Cyprus: A New Haven for Investors
Recent geopolitical events have played a pivotal role in shaping Cyprus as an attractive destination for international investors. Events like the Russian invasion of Ukraine and the tragic explosion in the Lebanese port have prompted many foreign investors to seek refuge in Cyprus. They view the island nation as a secure and stable location to establish both their businesses and homes.
Foreign Investment in Cyprus
Taking a broader look at the property landscape across Cyprus, we see that out of the 22,500 real estate sales and transfers, a significant portion – 7,408 transactions, to be precise – involved foreign buyers. This translates to roughly 33% of the total property transactions in Cyprus.

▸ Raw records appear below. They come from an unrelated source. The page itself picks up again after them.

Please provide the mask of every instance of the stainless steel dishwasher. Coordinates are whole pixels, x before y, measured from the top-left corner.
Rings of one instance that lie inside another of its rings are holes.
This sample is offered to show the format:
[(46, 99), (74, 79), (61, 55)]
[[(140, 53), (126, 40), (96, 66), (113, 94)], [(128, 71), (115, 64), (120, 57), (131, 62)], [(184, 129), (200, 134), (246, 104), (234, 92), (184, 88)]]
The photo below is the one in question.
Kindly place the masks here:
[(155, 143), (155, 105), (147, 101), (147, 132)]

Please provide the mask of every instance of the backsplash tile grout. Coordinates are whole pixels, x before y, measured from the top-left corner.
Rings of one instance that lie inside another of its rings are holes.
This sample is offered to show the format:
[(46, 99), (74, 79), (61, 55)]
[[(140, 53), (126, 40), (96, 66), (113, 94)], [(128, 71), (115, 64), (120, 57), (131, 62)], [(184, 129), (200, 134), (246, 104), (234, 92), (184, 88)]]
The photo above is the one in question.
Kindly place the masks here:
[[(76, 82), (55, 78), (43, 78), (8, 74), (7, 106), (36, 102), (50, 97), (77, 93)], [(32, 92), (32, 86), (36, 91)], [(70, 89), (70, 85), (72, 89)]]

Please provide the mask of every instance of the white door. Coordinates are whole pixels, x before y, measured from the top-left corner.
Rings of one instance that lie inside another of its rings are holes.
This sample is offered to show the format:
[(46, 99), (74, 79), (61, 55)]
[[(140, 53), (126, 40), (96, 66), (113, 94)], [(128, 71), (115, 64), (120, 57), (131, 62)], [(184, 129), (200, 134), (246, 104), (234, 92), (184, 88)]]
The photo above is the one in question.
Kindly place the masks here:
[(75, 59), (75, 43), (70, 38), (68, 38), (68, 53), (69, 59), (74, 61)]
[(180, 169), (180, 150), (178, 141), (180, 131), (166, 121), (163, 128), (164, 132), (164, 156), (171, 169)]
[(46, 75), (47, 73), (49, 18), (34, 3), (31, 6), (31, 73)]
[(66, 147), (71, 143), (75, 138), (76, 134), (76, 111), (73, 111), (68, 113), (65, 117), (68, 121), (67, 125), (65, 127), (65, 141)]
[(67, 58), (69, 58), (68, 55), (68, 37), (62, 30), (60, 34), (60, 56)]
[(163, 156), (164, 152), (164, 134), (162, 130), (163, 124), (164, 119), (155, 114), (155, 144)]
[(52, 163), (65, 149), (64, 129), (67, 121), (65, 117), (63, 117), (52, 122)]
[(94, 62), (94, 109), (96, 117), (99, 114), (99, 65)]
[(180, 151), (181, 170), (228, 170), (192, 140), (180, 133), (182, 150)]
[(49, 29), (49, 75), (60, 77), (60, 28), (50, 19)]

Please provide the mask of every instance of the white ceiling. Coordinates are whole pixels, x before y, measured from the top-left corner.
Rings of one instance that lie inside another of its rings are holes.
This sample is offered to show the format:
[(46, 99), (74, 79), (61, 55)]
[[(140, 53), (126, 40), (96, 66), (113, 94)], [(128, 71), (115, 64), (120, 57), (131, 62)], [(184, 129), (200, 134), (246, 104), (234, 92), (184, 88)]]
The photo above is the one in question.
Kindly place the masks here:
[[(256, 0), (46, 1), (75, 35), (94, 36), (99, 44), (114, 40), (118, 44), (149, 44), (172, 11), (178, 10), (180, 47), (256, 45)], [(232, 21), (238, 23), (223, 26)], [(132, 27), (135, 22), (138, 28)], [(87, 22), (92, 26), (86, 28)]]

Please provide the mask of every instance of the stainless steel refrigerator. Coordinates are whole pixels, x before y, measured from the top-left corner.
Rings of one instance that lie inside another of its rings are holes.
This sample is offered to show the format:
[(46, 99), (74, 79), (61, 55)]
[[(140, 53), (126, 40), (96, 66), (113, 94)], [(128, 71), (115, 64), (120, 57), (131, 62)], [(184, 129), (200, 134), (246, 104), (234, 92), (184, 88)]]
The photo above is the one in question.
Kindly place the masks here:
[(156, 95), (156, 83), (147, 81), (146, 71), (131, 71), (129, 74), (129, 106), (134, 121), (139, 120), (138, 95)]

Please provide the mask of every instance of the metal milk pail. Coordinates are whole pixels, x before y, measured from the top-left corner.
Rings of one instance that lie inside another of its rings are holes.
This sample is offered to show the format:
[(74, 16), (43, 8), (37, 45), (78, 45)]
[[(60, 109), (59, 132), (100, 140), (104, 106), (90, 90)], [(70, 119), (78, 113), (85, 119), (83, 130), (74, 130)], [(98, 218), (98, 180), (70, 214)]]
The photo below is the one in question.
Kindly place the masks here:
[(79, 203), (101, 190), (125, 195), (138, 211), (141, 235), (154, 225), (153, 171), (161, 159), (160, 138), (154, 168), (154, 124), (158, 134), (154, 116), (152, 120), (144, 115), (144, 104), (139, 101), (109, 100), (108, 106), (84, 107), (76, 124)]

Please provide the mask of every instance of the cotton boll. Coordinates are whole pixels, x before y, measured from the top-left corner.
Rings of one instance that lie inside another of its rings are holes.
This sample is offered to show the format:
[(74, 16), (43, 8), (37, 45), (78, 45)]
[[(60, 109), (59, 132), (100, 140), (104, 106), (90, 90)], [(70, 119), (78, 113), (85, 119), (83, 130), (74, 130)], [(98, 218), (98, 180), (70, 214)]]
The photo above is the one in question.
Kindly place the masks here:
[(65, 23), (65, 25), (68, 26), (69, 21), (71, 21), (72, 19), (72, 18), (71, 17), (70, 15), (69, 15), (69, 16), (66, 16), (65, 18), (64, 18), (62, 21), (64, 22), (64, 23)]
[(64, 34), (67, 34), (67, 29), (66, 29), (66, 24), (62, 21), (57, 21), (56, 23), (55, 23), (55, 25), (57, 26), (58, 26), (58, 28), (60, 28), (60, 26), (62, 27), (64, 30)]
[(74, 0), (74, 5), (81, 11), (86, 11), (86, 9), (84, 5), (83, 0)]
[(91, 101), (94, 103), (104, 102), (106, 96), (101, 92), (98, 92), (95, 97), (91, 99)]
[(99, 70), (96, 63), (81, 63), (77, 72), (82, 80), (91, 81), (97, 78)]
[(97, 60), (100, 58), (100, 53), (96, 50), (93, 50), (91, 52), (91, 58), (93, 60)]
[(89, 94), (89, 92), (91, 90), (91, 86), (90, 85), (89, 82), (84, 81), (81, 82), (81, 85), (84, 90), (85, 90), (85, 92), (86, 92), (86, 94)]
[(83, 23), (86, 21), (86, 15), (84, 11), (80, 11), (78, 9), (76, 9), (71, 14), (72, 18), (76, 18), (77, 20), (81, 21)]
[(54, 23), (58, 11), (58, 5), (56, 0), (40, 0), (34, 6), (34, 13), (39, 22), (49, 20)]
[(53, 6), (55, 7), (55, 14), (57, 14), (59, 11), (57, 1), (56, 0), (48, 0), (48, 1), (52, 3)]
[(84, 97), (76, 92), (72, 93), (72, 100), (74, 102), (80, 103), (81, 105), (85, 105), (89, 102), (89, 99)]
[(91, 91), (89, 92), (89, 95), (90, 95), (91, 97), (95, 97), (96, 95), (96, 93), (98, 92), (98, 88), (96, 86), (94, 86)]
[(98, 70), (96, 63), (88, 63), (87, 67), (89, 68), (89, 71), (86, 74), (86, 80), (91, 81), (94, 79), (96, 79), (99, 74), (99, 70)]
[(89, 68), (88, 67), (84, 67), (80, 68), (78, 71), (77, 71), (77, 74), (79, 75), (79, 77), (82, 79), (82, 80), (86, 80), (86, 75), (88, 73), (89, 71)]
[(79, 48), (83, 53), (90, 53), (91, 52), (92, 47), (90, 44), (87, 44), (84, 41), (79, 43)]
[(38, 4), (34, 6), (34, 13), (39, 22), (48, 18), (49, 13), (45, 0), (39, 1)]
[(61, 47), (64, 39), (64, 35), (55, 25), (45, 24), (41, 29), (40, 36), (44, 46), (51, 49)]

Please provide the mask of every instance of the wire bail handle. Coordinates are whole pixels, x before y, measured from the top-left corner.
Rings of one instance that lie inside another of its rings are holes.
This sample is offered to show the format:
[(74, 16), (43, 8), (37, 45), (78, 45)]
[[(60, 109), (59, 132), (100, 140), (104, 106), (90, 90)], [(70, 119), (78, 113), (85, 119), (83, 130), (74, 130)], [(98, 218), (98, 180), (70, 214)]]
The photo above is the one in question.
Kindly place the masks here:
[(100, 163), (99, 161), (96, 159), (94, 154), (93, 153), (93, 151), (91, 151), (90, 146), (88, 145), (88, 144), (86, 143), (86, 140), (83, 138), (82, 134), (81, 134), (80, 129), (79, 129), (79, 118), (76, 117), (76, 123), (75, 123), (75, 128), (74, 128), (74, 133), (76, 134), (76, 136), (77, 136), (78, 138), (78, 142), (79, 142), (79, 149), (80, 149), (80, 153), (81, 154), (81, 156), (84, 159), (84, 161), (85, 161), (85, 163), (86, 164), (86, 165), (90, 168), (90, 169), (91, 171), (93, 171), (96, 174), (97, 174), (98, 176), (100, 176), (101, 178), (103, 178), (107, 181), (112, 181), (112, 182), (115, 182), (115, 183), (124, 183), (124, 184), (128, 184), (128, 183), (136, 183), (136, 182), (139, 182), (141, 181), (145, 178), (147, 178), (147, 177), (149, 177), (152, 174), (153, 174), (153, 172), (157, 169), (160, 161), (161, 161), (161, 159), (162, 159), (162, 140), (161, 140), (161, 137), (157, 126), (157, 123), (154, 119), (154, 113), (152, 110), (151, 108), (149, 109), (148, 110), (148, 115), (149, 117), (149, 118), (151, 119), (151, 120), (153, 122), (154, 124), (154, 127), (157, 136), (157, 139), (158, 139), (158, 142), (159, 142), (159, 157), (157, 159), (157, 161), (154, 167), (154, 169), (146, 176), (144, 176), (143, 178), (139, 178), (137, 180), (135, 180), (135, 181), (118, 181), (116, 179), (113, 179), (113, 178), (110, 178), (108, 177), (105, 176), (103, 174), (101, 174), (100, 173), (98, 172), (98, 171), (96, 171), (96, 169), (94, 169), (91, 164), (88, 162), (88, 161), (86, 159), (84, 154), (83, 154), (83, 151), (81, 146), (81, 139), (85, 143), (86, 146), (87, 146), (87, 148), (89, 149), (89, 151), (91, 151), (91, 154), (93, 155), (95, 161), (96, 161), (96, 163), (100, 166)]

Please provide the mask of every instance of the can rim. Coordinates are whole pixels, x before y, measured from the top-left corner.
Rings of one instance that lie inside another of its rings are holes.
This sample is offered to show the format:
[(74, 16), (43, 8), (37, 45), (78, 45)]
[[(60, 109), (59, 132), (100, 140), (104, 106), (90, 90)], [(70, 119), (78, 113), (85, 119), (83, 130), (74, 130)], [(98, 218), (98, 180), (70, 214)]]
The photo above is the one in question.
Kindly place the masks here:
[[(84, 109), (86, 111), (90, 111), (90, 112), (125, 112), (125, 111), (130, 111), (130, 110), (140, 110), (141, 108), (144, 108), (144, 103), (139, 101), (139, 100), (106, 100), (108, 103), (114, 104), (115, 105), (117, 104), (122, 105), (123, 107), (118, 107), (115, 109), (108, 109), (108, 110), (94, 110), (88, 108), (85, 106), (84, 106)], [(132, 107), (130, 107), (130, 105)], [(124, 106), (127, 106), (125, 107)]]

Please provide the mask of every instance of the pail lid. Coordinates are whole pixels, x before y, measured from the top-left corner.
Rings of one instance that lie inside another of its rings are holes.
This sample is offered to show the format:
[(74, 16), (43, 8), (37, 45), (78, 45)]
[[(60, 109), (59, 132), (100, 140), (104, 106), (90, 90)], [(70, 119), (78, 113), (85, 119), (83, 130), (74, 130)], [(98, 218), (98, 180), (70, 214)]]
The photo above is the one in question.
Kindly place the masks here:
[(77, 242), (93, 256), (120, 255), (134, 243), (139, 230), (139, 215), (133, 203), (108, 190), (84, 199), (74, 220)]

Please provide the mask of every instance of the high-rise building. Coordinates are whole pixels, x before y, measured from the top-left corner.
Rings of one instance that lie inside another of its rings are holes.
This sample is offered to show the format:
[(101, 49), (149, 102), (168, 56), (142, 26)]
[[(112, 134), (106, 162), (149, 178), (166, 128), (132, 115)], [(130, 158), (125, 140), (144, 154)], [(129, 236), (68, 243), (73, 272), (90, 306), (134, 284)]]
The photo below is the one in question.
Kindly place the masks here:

However, it’s important to note that this percentage varies significantly by province. Let’s delve into some key figures:
Limassol: This coastal city, known for its vibrant atmosphere and stunning beaches, recorded 7,262 property transactions. Here, approximately 31% of these transactions involved foreign buyers.
Larnaca: In this province, foreign buyers accounted for 34% of the 4,661 property transactions.
Famagusta: An interesting outlier, Famagusta province saw foreign buyers outnumbering Cypriot buyers at a staggering 56%. However, it’s important to note that the total number of properties sold here remains relatively low at 617.
Paphos Takes the Lead
Now, let’s focus on Paphos. This coastal province emerges as the top choice for foreign investors, with an impressive 57% of the 4,573 transactions involving non-Cypriot buyers. Within this province, we also observe a noteworthy split: 19% of buyers hail from Europe, while 38% come from non-European countries.
This stark contrast highlights Paphos as the preferred destination for foreign investors, while Nicosia’s property market remains closely aligned with the domestic sector, with only 11% of buyers originating from within the EU or beyond. By August of this year, Nicosia recorded 5,447 property sales and transfers.
A Divided Market
Coastal regions heavily rely on foreign buyers, driven by international events and the allure of Mediterranean living. Conversely, Nicosia primarily caters to local residents, highlighting the differing dynamics shaping Cyprus’ real estate landscape. As the global stage continues to evolve, Cyprus is likely to remain a focal point for both domestic and international investors seeking unique opportunities in the property market.